Myria Georgiou’s Being Human in Digital Cities addresses the question, how do digital cities change what it means to be human in relation to digital urbanism and digital justice? It has never been more urgent to understand how the digital order functions and its implications for controlled cities and lives. The city is where so many hopes and fears emerge for the future of humanity, and therefore studying its changing nature in a digitalised world is crucial. Moreover, the relationship between the transformation of cities and the right to the city has not yet been seriously explored.

It has never been more urgent to understand how the digital order functions and its implications for controlled cities and lives.

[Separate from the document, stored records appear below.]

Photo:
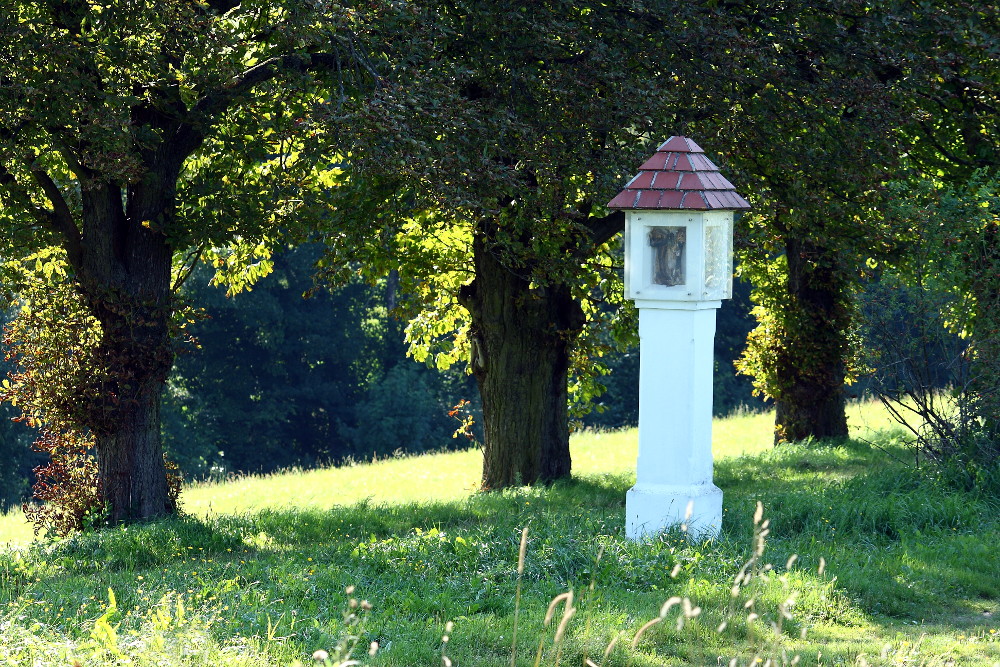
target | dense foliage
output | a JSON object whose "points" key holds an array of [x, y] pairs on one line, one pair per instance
{"points": [[279, 380]]}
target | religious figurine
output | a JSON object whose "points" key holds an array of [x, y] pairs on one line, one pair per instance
{"points": [[668, 259]]}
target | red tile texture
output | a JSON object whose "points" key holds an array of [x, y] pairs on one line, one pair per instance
{"points": [[679, 176]]}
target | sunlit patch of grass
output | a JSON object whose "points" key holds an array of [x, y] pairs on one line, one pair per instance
{"points": [[891, 568]]}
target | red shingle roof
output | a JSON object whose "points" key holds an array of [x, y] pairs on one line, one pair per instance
{"points": [[679, 176]]}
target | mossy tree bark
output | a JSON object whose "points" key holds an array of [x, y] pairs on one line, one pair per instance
{"points": [[521, 336]]}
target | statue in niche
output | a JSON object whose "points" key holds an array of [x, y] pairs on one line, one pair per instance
{"points": [[668, 254]]}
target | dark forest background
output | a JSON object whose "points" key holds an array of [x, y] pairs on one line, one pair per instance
{"points": [[279, 380]]}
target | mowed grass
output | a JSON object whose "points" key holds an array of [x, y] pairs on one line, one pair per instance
{"points": [[892, 567]]}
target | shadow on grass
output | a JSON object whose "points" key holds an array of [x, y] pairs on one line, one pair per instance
{"points": [[895, 539]]}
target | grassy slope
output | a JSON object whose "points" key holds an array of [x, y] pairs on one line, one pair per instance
{"points": [[912, 576]]}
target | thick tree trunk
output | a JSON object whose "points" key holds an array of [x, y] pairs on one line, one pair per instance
{"points": [[130, 462], [813, 362], [125, 275], [521, 338]]}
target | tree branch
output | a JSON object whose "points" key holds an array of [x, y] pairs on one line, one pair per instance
{"points": [[59, 219]]}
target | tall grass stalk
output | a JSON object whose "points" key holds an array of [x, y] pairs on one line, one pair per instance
{"points": [[522, 551]]}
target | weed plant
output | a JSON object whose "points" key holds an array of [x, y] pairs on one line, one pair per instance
{"points": [[867, 561]]}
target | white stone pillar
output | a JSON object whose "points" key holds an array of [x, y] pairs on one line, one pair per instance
{"points": [[674, 470]]}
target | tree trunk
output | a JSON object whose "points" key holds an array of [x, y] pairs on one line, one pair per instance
{"points": [[521, 338], [813, 359], [132, 476], [125, 275]]}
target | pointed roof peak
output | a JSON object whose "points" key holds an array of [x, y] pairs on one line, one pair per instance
{"points": [[679, 177]]}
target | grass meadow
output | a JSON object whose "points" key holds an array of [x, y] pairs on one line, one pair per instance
{"points": [[868, 560]]}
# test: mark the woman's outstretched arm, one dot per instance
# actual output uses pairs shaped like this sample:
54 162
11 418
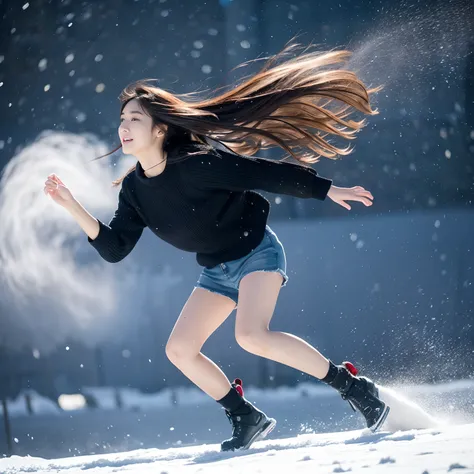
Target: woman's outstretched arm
113 241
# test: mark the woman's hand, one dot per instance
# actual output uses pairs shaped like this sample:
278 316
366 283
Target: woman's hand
356 193
55 188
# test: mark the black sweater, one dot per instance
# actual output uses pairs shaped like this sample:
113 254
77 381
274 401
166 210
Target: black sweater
205 204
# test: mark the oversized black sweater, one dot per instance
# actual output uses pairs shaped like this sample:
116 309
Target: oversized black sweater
206 204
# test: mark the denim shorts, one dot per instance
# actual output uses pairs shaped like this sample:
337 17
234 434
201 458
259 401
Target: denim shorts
225 278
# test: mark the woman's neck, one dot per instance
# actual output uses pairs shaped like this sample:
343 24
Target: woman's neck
153 163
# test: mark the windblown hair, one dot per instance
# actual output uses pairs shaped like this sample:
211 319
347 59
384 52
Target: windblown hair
291 103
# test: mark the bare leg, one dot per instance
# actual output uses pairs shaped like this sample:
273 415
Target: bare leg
202 314
258 294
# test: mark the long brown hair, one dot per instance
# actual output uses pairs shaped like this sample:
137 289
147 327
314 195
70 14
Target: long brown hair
290 103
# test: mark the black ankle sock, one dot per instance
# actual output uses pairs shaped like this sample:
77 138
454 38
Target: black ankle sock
331 375
232 402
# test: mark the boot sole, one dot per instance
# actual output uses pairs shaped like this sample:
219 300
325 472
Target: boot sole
266 429
381 420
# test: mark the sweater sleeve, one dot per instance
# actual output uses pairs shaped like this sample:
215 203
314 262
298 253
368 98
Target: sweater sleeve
240 173
117 239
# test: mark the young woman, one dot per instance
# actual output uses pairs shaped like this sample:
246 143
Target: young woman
194 187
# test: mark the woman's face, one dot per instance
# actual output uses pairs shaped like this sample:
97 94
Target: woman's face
136 130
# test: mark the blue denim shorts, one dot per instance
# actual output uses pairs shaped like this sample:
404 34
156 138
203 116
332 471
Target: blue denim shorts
225 278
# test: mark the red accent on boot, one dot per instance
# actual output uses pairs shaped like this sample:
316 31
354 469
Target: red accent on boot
238 386
351 368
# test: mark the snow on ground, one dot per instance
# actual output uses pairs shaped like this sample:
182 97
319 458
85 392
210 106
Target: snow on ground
430 430
430 451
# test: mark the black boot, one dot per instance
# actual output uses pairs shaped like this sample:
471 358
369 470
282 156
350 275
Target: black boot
249 424
360 392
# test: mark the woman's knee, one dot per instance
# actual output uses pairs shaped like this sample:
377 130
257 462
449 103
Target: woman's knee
252 340
178 350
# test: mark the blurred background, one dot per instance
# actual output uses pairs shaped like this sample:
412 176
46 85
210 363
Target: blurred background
389 287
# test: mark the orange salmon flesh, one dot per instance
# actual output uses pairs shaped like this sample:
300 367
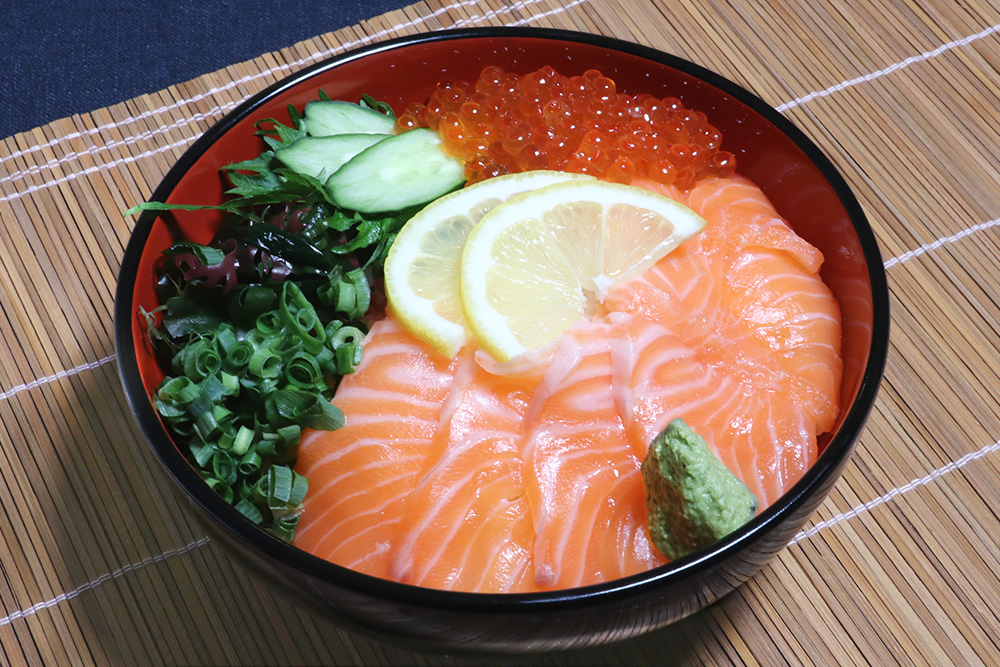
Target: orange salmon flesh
469 475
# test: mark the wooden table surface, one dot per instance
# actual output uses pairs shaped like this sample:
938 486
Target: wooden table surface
900 563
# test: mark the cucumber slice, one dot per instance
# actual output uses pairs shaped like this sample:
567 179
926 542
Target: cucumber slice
402 171
320 157
325 118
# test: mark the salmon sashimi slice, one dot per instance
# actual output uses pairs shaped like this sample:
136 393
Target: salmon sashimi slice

Intrigued by the growing symbolic power of technology in regulating the city, Georgiou demonstrates how an unstable but tenacious urban order is planned, performed, and sometimes resisted on platforms and networks to sustain the social order in cities that experience perpetual crisis. Georgiou’s principal thesis is that the digital order reflects the revived and contradictory mobilisation of humanist values across different quarters of the city. Human-centric conceptions of technology are at the heart of an emerging digital urban order. According to Georgiou, these values are gaining renewed currency by imagining and planning relationships between humans and data.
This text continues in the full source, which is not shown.